И подпись: Михаил Светлов.
Все знали, что эти строки посвящены жене поэта, которая предпочла ему беглого итальянца, физика-ядерщика Бруно Понтекорво.
А рядом – меланхолическое двустишье Леонида Лиходеева:
Я однажды, ев тушенку, Вспоминал про Евтушенку…
Эти рисунки, эти строфы – я проверил лично, – по-прежнему красуются на своих местах, хотя некоторых авторов и героев уже нет на свете. Ни авторов, ни героев, ни литературы, ни страны, – а они есть.
Вот за этим столиком и состоялся наш разговор с Александром Галичем.
Я поведал ему о событиях, которые разыгрались уже после того, что он видел своими глазами и слышал своими ушами: о том, как Сергея Наровчатова вдруг вызвали на ковер к Гришину, и о том, как он вернулся оттуда с мрачным лицом; о том, как ушли с секретариата Катаев и Барто; о том, как Ильин сообщил мне и Арбузову, что таков приказ сверху – решение должно быть единогласным; и о том, как его сделали единогласным вопреки голосованию…
Я умолчал лишь о том, что назавтра после заседания секретариата меня еще и таскали в горком партии: учили, как дальше жить.
Вот уж об этом ему и впрямь было знать лишне, как человеку беспартийному.
Было мучительно стыдно пересказывать эту историю. Помню, как меня самого корежило от собственных слов, – а по его лицу замечал, как гадко было ему это слышать…
Но все, что можно и нужно было сказать, я сказал.
Тем забавней было читать много лет спустя, когда его самого уже не было на свете, – вольный пересказ нашей беседы с глазу на глаз, который я привожу без изъятий по опубликованному тексту воспоминаний Майи Муравник, журналистки, работавшей в аппарате правления Московской писательской организации, а потом уехавшей за рубеж.
«…Так о чем мы с вами, Майечка, говорили?
– О Рекемчуке.
– Да-да, о Сашке. А то все перекрутилось совсем в другую сторону. Так вот… Не берусь судить, каким он был писателем, но парнем был совсем неплохим. Особенно в подпитии. А однажды, уж не помню по какому поводу, он здорово хватанул, и его потянуло рассказывать. В ЦДЛ, конечно.
– Саша, милый, – говорит, – только никому об этом ни слова. Но тебе, как другу, скажу.

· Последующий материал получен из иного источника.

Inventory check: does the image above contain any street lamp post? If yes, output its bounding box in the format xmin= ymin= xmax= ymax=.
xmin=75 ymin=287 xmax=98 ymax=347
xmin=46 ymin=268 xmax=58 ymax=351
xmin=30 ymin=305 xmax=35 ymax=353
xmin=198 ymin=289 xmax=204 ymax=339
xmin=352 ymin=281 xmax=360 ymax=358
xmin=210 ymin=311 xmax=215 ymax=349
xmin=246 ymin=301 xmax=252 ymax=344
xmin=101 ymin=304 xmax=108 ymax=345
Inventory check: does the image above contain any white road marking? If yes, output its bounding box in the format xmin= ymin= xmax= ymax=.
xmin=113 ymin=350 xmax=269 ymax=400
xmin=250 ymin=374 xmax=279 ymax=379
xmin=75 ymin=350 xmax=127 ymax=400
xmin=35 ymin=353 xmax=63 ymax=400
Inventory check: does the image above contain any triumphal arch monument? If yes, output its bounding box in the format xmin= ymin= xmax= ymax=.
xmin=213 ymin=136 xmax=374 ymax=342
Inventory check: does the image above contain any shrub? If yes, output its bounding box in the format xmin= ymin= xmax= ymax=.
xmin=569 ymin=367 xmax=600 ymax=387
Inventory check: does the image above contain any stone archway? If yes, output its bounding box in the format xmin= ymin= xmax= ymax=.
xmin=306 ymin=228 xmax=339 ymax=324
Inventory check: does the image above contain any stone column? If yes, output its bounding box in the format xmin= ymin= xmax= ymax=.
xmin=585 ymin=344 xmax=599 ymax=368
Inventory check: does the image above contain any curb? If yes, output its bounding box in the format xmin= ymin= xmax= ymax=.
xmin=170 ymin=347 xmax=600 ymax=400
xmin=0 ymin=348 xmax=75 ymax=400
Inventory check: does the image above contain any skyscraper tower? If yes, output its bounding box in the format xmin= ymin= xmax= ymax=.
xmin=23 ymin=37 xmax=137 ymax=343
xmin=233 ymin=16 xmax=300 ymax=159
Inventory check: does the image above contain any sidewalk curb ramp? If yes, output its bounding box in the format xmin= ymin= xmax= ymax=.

Меня тогда как раз только что исключили из Союза писателей. Все удивлялись и нервничали, потому что общего собрания, как полагается в таких случаях, не было. Это уже потом, вопреки уставу, стали исключать на Секретариате. Так потом исключали Володю Корнилова и Лидию Корнеевну Чуковскую. Однако новая мода пошла с меня, и я до сих пор этим горжусь. – Александр Аркадьевич хохотнул. – Приятно, что ни говорите, быть первооткрывателем, пролагателем новых путей. А Сашка Рекемчук, он что ж, он только приоткрыл мне их закулисную возню…
– Под страшным секретом… Семеро нас там было на этом голосовании… У-у, суки! Голосование, конечно, тайное… Стали подсчитывать голоса, а… батенька, миленький, четверо-то оказались против! Что началось!
Стрехнин, этот мудак, он тогда заправлял всем этим домом… Так он даже посерел от страха. Молчит, качает головой и пальцем на потолок показывает – дескать, нет, не годится, товарищи! Там ждут единогласного решения. Переголосовать! Он приказал. Ну, мы переголосовали, естественно. – Он проглотил еще рюмашечку. – На этот раз, ты уж прости, друг, единогласно.
Галич вздохнул. Он устал рассказывать…»
Веревочный свитер папаши Хема
Тогда, в шестидесятых, было так: войдешь в любой приличный дом и сразу увидишь на стене, прямо над обеденным столом, или даже в том углу, что встарь именовался красным, – непременный портрет американского писателя Эрнеста Хемингуэя, в свитере крупной вязки, будто из веревки, раструб под самую бороду.
Что твоя икона, хоть крестись.
Ореол святости усугублялся тем, что его уже не было в живых. Совсем недавно, в шестьдесят первом году, там, в Америке, он сунул себе в рот стволы охотничьего ружья и пальцем босой ноги нажал оба курка…
Да, конечно, это печальное обстоятельство очень сильно повлияло на умы и сердца его поклонников в России.
Ведь тут тоже пили без меры и тоже удручались несовершенством бытия.
Хотя было и другое: его любили за то, что он не был сачком – всегда лез в самое пекло; за то, что не жаловал богатеев, хотя сам был отнюдь не беден; за то, что не прятал своих разочарований; за то, что был он своим повсюду – и в Париже, и в Памплоне, и на Килиманджаро, и на Кубе; за то, что не чурался нас – русских, советских людей…
Короче говоря, фотографический портрет папаши Хема был в наших убогих квартирках столь же непременным атрибутом, как и обязательный парад бокалов и рюмок чешского стекла в створе мебельной горки, дожидающийся гостей.